Desde 2013, o UNODC vem apoiando a iniciativa do Ministério da Saúde conhecida como “Viva Melhor Sabendo”, que tem o objetivo de aumentar o acesso a testes rápidos, que usam fluido oral como amostra e que contam com a parceria com 54 ONGs.

O teste do fluido oral é um teste rápido, de triagem, disponibilizado pelo Departamento de DST, Aids e Hepatites Virais do Ministério da Saúde. Esse teste detecta anticorpos contra o HIV no fluido oral da pessoa.

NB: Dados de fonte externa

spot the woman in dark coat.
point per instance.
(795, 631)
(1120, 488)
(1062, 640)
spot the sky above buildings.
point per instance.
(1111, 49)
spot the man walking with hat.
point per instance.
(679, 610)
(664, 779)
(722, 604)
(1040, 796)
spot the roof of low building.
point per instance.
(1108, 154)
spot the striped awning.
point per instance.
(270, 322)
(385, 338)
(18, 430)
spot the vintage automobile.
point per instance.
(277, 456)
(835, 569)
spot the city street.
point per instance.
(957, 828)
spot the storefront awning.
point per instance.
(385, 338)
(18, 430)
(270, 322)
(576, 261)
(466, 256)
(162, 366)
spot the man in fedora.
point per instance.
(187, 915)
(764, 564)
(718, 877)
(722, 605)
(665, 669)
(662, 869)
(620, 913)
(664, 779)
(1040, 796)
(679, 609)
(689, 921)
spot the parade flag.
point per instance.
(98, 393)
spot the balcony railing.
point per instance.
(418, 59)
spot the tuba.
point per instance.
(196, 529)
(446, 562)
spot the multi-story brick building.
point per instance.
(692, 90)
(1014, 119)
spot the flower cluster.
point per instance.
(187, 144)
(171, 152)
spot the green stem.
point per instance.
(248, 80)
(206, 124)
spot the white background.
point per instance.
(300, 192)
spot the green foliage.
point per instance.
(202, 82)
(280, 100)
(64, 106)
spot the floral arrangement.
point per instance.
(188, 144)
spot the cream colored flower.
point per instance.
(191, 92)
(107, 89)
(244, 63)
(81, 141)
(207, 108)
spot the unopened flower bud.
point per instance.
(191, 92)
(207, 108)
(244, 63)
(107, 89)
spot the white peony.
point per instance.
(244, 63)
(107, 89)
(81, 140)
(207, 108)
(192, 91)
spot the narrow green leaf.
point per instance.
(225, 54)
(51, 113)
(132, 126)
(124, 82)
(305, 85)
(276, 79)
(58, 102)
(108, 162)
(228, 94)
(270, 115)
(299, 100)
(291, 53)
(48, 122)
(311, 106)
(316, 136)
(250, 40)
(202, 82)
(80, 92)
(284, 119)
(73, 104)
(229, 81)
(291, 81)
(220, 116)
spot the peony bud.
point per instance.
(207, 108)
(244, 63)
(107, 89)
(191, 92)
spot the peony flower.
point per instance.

O exame fornece o resultado que pode ser analisado a olho nu, em até 30 minutos, e pode ser executado em qualquer local. Foto: UNODC
O trabalho da associação Águia Moreno na capital do Mato Grosso do Sul recebeu a visita da chefe da seção de HIV da sede do Escritório das Nações Unidas sobre Drogas e Crime (UNODC) em Viena, Monica Beg, no último dia 22 de janeiro. A representante pode conhecer de perto as intervenções realizadas junto às populações em situações de vulnerabilidade, incluindo a testagem de HIV com o método do fluido oral.
Durante a visita organizada pelo UNODC e o departamento de DST, Aids e Hepatites Virais do Ministério da Saúde, a equipe pôde acompanhar todo o processo de abordagem, conscientização, testagem e aconselhamento realizado pelo pessoal qualificado da associação.
Para Monica Beg foi impressionante ver a dedicação e compromisso do governo e da sociedade civil, que procuram chegar até essa população que faz uso de cocaína fumada e vive em situação vulnerável nas ruas, vivenciando o estigma, a discriminação, diferentes formas de violência com ações de diagnóstico, prevenção e assistência para o HIV, a AIDS, as hepatites virais.
Desde 2013, o UNODC vem apoiando a iniciativa do Ministério da Saúde conhecida como “Viva Melhor Sabendo”, que tem o objetivo de aumentar o acesso a testes rápidos, que usam fluido oral como amostra e que contam com a parceria com 54 ONGs, entre elas a Associação de Redução de Danos Águia Morena. O projeto tem como foco populações que usam álcool e outras drogas; gays e outros homens que fazem sexo com homens; profissionais do sexo, travestis e transsexuais.
Com a iniciativa, 11.413 pessoas foram testadas, dentre elas 1.966 usuárias de drogas. Todas aquelas identificadas como HIV positivas e foram encaminhadas aos serviços de saúde.